The son of a white British colonialist researcher, and a former slave in the Blue Mountains of Jamaica, Norman’s superpower is his ability to disappear. Which comes in handy when the three meet up in Africa: he discombobulates the Europeans who attack them by becoming invisible and knocking the rifles out of their hands. Then June pitches in with his fists, urged on by the voice of his mother, now merged with the wind.
Meanwhile, the American Colonisation Society is shipping freed slaves back to Africa to establish a community in America’s image, except that beneath their long skirts and trousers the citizens’ legs are black.
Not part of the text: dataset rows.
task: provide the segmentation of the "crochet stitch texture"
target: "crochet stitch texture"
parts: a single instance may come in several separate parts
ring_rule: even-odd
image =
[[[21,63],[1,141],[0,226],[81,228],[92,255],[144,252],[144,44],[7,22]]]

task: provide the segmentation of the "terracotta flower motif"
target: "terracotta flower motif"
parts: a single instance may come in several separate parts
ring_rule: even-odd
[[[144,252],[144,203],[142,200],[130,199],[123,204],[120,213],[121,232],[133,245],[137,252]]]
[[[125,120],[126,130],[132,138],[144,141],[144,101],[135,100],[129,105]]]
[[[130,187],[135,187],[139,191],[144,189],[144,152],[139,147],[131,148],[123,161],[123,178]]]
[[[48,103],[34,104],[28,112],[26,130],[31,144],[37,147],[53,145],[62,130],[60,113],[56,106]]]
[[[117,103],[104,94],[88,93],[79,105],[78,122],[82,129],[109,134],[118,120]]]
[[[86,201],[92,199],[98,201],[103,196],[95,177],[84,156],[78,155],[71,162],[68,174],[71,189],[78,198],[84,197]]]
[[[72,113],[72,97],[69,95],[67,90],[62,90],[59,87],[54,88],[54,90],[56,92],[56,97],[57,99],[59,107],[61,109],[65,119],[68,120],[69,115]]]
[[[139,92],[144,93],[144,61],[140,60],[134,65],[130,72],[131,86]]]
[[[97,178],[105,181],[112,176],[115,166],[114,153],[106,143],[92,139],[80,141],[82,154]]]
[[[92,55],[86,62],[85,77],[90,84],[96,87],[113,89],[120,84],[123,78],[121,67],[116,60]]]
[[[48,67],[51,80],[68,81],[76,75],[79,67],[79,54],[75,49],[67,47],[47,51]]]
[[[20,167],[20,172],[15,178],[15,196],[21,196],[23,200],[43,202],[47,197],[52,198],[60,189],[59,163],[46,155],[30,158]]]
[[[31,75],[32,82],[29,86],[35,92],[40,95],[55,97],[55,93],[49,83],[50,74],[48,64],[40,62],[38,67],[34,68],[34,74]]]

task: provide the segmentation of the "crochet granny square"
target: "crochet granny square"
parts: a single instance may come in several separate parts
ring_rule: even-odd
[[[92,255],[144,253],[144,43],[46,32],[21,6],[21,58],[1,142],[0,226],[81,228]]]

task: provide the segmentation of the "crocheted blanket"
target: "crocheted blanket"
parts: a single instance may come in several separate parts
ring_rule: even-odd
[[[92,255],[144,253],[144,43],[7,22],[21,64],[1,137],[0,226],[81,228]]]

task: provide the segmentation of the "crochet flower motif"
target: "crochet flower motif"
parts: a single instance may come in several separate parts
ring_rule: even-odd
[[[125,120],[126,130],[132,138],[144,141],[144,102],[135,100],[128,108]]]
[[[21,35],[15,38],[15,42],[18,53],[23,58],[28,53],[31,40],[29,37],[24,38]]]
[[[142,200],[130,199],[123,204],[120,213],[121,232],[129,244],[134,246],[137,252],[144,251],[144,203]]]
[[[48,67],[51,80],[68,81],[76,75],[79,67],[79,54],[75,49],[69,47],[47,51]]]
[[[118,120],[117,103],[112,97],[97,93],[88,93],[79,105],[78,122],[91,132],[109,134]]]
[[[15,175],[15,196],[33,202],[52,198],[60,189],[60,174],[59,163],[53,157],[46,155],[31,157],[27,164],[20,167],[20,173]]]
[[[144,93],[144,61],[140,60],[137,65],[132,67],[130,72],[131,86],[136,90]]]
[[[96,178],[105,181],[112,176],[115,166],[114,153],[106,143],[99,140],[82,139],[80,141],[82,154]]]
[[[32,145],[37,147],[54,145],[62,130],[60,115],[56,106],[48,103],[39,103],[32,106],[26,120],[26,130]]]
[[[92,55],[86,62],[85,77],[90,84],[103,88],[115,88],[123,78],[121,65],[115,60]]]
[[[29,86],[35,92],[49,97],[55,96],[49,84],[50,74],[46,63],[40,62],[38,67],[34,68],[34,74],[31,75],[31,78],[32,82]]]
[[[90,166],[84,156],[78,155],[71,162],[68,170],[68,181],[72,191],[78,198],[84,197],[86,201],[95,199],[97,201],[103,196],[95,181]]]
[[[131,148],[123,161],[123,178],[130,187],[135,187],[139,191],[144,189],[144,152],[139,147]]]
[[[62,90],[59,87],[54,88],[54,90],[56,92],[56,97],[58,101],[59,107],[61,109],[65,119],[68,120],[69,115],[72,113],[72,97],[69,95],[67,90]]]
Separated from her friends, Gbessa is taken in by a well-off family in Monrovia, where she learns English and finds God. When Norman comes to warn the community that, although the slave trade is officially abolished, slavers are still operating, she doesn’t want to know.
Although I don’t mind reading about the transatlantic slave trade again and again, I particularly appreciated how Wayétu Moore takes the story in a new direction by highlighting the Maroons’ resistance in Jamaica and Liberia’s early years. The parallels between the mores of the Monrovian elite and those who used to own them – in dress, aspiration and the idleness of wives – would be amusing if it weren’t such a tragic indictment of their estrangement from the cultures their ancestors were forced to leave behind.
American Wayétu Moore’s debut novel is published in the UK this month by One/Pushkin Press. Thanks to them for my review copy. For another novel about Liberia, see Land of My Fathers.